Sketch Recognition: February 2013

Wednesday, February 27, 2013

Protractor: A Fast and Accurate Gesture Recognizer

Published in 2010 and written by Yang Li, this paper presents a fast, flexible, and simple template-based recognizer that calculates the distance of a given gesture to the template set using an angular based metric.

Template based recognition lends itself well to situations where users create their own personalized gestures since the recognition is purely data driven and feature agnostic, making it flexible and responsive to the users provided input.

Li describes geometric and feature based recognizers as being parametric, complex, and inflexible methods that are unresponsive to input.

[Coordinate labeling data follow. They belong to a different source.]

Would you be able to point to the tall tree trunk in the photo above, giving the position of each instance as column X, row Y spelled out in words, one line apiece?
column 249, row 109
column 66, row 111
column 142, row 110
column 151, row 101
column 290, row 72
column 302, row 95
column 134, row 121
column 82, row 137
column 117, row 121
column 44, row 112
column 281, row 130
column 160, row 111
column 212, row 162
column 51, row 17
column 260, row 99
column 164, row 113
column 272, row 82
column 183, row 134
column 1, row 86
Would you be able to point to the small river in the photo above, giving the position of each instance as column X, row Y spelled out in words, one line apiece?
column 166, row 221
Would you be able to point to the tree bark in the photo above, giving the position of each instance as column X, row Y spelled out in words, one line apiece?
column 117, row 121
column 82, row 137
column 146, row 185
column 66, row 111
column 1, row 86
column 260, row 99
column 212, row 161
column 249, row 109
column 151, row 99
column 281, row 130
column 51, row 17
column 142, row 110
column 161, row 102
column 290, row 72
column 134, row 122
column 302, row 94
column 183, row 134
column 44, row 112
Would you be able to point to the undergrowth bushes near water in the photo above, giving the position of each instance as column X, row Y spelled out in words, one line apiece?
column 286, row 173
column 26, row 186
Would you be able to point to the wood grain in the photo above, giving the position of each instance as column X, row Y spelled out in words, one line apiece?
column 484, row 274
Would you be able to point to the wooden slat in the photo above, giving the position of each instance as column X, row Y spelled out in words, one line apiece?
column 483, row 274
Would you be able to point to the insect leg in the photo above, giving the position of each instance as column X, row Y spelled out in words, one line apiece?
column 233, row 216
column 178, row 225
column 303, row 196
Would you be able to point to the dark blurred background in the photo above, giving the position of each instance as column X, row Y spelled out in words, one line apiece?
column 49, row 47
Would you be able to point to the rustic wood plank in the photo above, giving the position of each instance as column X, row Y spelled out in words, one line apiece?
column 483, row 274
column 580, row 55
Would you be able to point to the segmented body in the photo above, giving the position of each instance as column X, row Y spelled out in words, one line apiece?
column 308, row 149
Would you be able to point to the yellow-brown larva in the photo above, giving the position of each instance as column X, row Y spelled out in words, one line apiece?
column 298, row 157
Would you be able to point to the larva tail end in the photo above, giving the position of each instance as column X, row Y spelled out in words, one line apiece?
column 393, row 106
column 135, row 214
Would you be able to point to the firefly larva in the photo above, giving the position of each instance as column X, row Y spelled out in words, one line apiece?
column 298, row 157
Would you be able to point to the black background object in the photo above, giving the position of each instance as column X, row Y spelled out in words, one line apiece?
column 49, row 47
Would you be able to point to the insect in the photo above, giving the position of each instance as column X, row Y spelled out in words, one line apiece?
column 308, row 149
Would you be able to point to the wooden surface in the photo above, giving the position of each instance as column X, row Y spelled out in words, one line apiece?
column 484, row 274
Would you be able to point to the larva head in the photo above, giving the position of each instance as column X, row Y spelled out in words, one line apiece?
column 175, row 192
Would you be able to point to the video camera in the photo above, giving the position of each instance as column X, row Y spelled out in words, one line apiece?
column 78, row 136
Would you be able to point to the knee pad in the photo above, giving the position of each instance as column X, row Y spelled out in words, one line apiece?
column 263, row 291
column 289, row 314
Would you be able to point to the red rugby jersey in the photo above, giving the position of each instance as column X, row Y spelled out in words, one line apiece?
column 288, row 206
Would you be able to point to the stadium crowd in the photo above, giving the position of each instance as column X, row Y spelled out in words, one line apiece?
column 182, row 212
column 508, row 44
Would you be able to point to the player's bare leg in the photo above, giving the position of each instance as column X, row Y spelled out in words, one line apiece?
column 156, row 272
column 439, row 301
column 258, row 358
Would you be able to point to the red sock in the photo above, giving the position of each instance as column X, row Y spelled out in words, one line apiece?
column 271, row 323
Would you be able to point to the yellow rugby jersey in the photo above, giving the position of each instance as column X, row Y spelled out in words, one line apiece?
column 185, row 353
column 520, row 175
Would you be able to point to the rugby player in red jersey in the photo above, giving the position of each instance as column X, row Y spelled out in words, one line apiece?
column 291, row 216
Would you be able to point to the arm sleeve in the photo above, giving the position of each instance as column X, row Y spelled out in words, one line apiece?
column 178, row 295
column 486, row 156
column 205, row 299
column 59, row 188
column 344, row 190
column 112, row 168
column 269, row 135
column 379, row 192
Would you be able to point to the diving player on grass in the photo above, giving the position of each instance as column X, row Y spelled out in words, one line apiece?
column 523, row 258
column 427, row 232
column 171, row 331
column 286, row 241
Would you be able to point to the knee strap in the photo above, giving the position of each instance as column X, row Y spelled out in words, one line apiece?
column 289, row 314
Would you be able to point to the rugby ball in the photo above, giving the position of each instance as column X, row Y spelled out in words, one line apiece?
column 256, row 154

This observation is not without merit and such recognizers do tend to inflexibility cause users to have to conform to the recognizer and existing training data that he recognizer is running off of.

Li also cites that users do not want to provide multiple instances of their gesture, hence having the flexibility to be able to accurately recognize with small amounts of input is paramount.

Interesingly, Li notes that Protractor can be either rotation invariant or rotation senstive which is not an option that I have ever seen offered in other recognizers where you're usually stuck with one mode or either. This choice is nice since some gestures aren't recognizable if you're stuck on one side of it.

Preprocessing
Like $1, Protractor resamples the points using 16 points and translates the centroid of the gesture, (Xavg, Yavg), to origin, (0,0). Unlike $1, Protractor then enters into a noise reduction phase for gesture orientation. If the recognition is set to be rotation invariant, the gesture is rotated so that the indicative angle, or the angle between the origin and starting point, is zero. Otherwise, the gesture is rotated to the nearest 8-way base orientation.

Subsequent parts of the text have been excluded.